Carnegie Management grows big federal contracting business – Crain’s Cleveland Business

Motorists on Interstate 90 speeding past Carnegie Management & Development Co.’s Westlake headquarters are unlikely to suspect a federal contracting behemoth is based at the small contemporary building.

Although it’s no Haliburton Co., Carnegie is undertaking prodigious projects as a design-build-own contractor for the General Services Administration.

Its latest, now finishing the final design phase, is a Veterans Administration clinic in Fredericksburg, Va., that will cost an estimated $250 million to build. The four-story, nearly 500,000-square-foot building will contain about 2,000 exam rooms, medical specialty areas including a pharmacy, and even some beds for overnight stays.

“We think we’ll start construction in 30 days,” said Rustom Khouri, Carnegie’s founder, in a phone interview. GSA describes the project as the largest private Veterans Administration project so far.

Although it’s not the biggest deal undertaken by the family-owned company — a shopping center in Indianapolis has that designation — the Virginia project is the latest in a line of business building for the VA that Carnegie has pursued since 2008.

Along with a Daytona Beach, Fla., project costing about $100 million that will go up this year, and a $20 million build it’s finishing in Sheffield Village, Carnegie has undertaken 12 VA structures across the United States.

It entered the highly competitive VA business after constructing offices for the FBI. The company’s start as a government contractor began inauspiciously as the developer of Ohio auto emission testing facilities in the 1980s.

Carnegie partners with construction contractors and architects for the projects in the GSA bidding process. Carnegie rents the buildings to the feds for about 20 years and provides property management for GSA as their owner.

The Fredericksburg project has a total contract value of $18 million in rent annually, according to GSA.

To win the work, Carnegie has a team focused on identifying potential projects and bidding for them. All told, Carnegie has 125 employees devoted to GSA work, including people in the field managing the properties. It works with a network of almost 300 consultants, from architects to other specialists.

“We compete with some of the largest (development and construction) companies in the country,” Khouri said. For example, for a Fayetteville, N.C., clinic, it initially vied with 21 other companies, and seven in Fredericksburg.
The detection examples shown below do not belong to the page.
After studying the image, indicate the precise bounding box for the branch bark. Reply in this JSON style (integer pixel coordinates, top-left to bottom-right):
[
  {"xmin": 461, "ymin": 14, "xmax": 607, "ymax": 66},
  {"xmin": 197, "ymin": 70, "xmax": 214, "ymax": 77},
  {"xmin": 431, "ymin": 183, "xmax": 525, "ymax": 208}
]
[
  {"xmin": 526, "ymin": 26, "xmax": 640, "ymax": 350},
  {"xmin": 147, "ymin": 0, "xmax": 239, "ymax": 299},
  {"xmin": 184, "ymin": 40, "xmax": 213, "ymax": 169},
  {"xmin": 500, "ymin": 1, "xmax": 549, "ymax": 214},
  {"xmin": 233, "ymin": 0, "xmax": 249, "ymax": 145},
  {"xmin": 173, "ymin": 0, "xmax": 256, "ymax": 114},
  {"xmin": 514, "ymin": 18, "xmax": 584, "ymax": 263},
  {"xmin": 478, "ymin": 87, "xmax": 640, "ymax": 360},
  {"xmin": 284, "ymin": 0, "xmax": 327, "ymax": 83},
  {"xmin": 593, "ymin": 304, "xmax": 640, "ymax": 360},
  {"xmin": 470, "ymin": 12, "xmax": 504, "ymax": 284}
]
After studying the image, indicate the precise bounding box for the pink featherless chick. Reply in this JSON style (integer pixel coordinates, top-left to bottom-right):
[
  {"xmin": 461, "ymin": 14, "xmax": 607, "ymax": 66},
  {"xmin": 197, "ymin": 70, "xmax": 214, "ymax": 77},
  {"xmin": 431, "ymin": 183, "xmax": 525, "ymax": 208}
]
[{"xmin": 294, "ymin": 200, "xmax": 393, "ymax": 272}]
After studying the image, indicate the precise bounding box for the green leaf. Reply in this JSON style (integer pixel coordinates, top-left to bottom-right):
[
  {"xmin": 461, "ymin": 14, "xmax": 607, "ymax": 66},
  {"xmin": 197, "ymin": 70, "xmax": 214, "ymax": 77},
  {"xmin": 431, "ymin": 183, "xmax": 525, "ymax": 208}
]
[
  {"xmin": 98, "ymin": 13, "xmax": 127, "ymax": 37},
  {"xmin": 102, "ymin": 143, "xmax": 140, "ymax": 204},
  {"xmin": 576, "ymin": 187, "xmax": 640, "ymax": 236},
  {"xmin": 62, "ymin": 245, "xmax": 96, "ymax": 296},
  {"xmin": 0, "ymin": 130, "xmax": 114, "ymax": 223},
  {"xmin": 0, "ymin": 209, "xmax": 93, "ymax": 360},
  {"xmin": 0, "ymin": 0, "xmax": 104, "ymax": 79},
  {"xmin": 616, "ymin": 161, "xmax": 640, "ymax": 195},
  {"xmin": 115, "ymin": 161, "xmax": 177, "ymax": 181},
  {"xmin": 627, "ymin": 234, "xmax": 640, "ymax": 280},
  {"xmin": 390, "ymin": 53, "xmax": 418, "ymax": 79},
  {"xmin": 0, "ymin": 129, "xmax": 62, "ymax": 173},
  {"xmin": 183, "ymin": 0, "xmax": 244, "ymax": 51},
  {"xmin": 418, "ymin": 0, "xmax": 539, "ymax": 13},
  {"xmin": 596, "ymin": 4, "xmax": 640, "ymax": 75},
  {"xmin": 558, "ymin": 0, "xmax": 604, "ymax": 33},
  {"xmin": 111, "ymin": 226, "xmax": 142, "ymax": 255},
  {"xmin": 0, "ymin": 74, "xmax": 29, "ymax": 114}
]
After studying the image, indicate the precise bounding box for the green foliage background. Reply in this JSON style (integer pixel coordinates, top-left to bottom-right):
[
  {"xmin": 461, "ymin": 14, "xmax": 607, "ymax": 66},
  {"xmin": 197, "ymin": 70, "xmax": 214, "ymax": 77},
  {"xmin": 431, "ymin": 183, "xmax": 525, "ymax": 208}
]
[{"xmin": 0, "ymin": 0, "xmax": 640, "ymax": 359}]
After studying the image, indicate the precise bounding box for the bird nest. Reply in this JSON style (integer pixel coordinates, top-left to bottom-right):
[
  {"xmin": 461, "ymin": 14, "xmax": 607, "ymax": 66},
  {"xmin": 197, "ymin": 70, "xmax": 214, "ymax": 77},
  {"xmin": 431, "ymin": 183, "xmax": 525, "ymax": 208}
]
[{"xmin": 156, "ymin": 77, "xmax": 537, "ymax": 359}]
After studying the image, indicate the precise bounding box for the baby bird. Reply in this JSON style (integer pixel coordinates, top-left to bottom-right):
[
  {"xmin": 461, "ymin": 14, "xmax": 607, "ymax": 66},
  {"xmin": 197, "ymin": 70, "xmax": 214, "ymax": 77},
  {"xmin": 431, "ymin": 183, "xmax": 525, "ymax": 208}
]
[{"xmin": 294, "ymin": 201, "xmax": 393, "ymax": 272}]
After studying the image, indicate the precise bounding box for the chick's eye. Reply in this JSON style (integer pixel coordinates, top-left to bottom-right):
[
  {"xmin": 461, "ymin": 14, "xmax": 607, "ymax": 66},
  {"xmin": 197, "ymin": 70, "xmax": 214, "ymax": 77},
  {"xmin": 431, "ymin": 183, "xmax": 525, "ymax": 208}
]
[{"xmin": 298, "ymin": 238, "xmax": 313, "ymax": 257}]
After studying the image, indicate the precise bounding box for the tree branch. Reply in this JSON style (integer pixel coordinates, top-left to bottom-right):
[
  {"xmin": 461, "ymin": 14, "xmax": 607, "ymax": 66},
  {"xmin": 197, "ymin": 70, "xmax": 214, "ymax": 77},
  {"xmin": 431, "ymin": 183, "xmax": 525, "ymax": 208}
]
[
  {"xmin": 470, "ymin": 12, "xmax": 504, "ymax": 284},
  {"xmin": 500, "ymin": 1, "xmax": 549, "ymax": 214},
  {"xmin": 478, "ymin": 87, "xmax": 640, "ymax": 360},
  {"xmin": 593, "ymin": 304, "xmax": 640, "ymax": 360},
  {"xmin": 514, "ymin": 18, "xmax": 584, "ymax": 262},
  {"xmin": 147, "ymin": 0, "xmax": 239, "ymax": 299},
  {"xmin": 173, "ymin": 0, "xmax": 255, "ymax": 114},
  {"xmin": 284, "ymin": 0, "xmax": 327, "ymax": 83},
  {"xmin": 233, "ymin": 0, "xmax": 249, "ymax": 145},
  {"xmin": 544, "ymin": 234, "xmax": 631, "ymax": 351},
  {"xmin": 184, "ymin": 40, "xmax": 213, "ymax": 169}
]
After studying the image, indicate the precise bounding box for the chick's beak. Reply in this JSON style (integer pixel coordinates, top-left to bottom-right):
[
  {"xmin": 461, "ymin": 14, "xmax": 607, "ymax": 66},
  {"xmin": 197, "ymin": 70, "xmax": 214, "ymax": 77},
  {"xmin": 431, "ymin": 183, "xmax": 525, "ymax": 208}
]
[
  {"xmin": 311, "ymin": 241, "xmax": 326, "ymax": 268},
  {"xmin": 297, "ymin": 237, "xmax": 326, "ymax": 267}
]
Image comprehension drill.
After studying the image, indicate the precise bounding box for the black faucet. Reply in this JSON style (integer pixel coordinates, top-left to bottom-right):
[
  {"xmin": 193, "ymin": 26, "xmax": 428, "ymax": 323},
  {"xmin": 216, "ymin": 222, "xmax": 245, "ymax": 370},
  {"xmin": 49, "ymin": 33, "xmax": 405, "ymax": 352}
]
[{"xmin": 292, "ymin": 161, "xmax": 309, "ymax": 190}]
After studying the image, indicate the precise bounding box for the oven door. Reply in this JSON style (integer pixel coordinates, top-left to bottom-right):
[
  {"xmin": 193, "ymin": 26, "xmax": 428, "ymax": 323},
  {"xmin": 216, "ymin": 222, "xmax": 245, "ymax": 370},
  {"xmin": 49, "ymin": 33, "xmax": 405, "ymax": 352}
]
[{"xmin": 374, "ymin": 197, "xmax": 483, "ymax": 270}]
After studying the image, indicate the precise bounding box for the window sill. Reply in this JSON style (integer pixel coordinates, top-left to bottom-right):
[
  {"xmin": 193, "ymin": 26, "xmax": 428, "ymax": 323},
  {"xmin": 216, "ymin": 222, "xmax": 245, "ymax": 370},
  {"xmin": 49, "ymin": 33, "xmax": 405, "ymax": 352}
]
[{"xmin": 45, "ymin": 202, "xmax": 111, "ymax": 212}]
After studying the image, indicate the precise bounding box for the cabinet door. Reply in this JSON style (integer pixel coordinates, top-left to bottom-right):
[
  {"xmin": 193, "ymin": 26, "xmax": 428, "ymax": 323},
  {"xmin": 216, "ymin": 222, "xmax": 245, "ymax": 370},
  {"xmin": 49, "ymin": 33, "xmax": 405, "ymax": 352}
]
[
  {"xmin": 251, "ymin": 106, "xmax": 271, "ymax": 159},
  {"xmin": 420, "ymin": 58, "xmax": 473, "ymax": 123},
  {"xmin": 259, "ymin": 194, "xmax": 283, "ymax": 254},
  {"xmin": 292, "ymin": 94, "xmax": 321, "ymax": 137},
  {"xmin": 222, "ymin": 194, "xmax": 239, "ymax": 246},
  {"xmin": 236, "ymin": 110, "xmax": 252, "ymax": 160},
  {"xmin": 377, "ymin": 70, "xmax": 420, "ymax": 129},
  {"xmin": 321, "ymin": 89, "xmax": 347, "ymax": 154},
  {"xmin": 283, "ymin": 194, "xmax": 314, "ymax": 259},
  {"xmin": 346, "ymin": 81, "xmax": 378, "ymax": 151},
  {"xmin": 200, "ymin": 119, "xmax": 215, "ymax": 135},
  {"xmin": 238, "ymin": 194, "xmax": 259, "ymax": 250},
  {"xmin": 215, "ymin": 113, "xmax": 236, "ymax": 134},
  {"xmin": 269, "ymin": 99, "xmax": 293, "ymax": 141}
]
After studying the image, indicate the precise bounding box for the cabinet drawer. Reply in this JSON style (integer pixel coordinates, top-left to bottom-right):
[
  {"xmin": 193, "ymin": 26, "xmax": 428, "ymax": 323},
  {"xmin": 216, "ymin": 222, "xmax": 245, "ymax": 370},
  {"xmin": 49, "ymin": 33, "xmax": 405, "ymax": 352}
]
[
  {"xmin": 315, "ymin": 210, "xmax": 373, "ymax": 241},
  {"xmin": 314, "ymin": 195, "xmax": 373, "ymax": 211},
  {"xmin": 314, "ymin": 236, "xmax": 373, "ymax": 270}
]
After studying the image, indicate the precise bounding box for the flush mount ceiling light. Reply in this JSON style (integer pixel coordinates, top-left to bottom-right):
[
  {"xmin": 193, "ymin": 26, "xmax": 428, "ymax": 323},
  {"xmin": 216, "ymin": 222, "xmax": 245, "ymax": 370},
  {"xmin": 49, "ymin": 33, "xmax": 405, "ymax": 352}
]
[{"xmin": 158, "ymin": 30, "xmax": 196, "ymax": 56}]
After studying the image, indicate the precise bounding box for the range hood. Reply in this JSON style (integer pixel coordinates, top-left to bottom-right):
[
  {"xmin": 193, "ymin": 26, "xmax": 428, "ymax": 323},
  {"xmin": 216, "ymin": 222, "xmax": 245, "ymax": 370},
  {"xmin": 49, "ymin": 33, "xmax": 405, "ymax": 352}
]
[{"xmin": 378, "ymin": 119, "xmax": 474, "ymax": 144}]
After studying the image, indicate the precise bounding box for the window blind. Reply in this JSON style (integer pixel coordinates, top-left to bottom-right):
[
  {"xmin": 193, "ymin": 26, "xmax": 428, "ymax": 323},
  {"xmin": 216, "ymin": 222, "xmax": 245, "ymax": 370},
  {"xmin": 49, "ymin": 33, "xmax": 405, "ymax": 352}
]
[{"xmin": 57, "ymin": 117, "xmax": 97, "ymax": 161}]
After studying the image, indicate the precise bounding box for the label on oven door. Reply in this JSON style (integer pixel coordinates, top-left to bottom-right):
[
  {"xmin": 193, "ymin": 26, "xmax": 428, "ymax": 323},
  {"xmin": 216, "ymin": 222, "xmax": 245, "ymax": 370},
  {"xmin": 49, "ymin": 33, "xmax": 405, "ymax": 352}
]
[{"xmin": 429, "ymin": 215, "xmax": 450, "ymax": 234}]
“We win because we pay a high level of attention to detail,” Khouri said. “Few companies are willing to dedicate themselves to understanding and executing such complex projects.”

Carnegie is involved in every stage of the project, from finding sites and working with architects and the GSA to the final punch-list for finishing the buildings. Much of the field work is now overseen by Khouri’s son, Rustom Khouri III, a business development and pre-development manager who shepherds deals from early planning through construction.

Khouri III said the pandemic and reliance on Zoom has complicated the process of working with multiple stakeholders on the projects.

“We try to be respectful of the concerns of communities and assure them we will own these buildings for years,” Khouri III said.

GSA projects attracted Carnegie for several reasons.

“The federal government is a good credit tenant,” he said, which lenders like. “And it’s recession-proof, although these are low-margin deals.”

Mark Rantala, chief adviser for Economic Development Advisors of Rocky River, is not surprised that Carnegie has done well in the GSA world.

Rantala, a real estate agent before entering economic development who did many lease transactions for retailers with Carnegie, said, “We did multiple deals for (former) Sears Hardware stores. They knew Carnegie would get it done, and get it done on time. They are very good at understanding the needs of their clients. They’ve likely gotten very good at understanding how the government bids projects and become efficient at it. Carnegie focuses on producing for them the same way it did for Sears Hardware.”

However, Khouri, whose office walls are peppered with pictures of himself or family members with presidents and other politicians, discounts the pull of profits.

“We believe it’s a calling,” the elder Khouri said. “We are helping veterans get better health care. It’s something we feel good about doing. It helps a population that seriously needs better attention and facilities. Veterans put their lives on the line for the country. These facilities are state of the art. Medical professionals will want to work there. I believe nothing in the private sector is superior.”